You might think that an all-Mozart programme in the Berlin Konzerthaus would be the height of stuffy traditionalism, but you'd be wrong.
An 11am concert featuring just such a programme with the excellent violinist Daniel Hope looks fairly predictable on paper, but there were two critical things that this concert-concept had that so many similar programmes in England lack.
Perhaps you can guess which of my favourite buzzwords I'm going to use… Relationships and Experience !
There's something about the purity of an all-Mozart programme that's made for congregational consumption. Perhaps it's that notion of breaking the bread: a feeling of ritual that's both comforting and familiar, a cleansing, rejuvenative process that brings together the community and simultaneously soothes the individual spirit. Is Mozart the new Church?
The cementing of the experience through coffee and croissants is simply the glue that binds together the varied elements of the process… as is the Mozart. What do Mozart, Coffee, Croissants and indeed the Church have in common? They are all social objects ; all tailored to their respective audiences of course, but all reasons for an experience to happen; conduits for ideas and emotions and interactions. How often have you arranged to meet someone for coffee, with no intention of drinking coffee?
An experience is most powerful when it is authentic, because everyone involved in the experience is intuitively committed to it (there's no messy fringe area where people sit on the side, awkwardly, like a high school disco). You're either in, or you're out.
That's easy to achieve at a cinema, where there's a screen, and the room is dark. It's easy to find in a theatre or a nightclub, where you're enveloped by your environment. There' s no mental escape. You either snap out it and leave the room, or you submit to the experience, and it gradually envelopes you, floating you out of your brain, until you become part of the performance's world.
It's more easy to be distracted in a classical concert. There are sometimes penguin-tails there to take your attention away; listen too to the cough sweet rustlers, the programme-book hustlers, socialite flakes, connaisseur fakes, distractions of all sizes and flavours. Whose responsibility is it to overcome the plague of broken concentration?
A performance that entrances and enthralls needs no gimmicks to succeed, but to succeed, it needs the best environment in which to enthrall and entrance. And even the most committed audience member needs help to make that happen.

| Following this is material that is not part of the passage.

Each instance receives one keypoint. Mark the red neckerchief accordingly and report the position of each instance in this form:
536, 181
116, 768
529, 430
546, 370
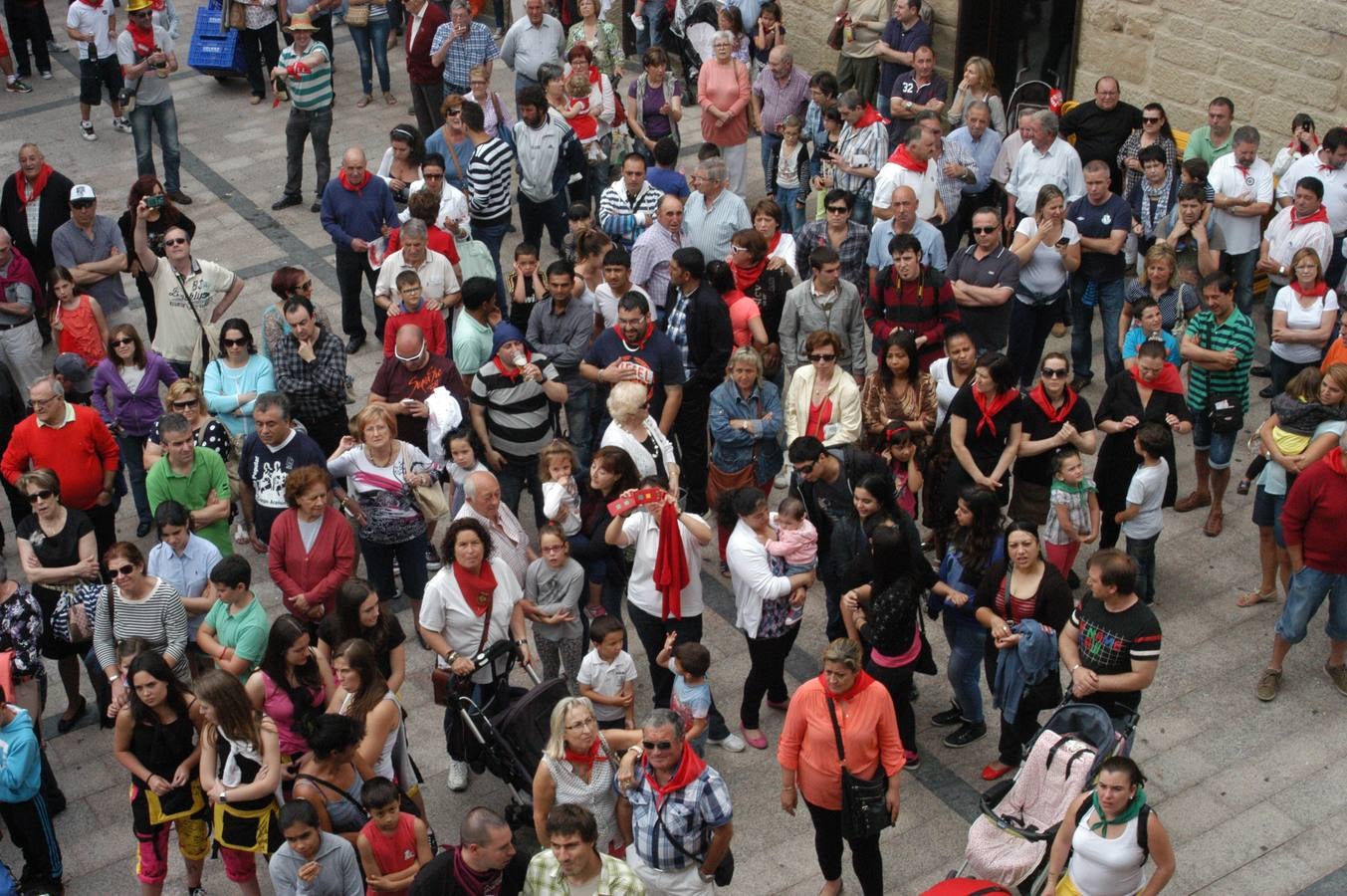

And to my surprise, the all-Mozart concert did just that. The lighting was perfectly honed to pinpoint the mini-orchestras spaced around the hall for a 4-group sinfonia. The personable conductor introduced everything over a radio microphone. There was no interval. Our attention was guided, expertly, precisely, through sharply engineered logistics. Tiny things, but they make all the difference in setting the atmosphere. And the platform that these details create, is the platform upon which the whole experience is built. When the framework of a performance is honed with the same care and attention that the performance itself receives, the experience feels organic. It feels truthful. You want to commit to it.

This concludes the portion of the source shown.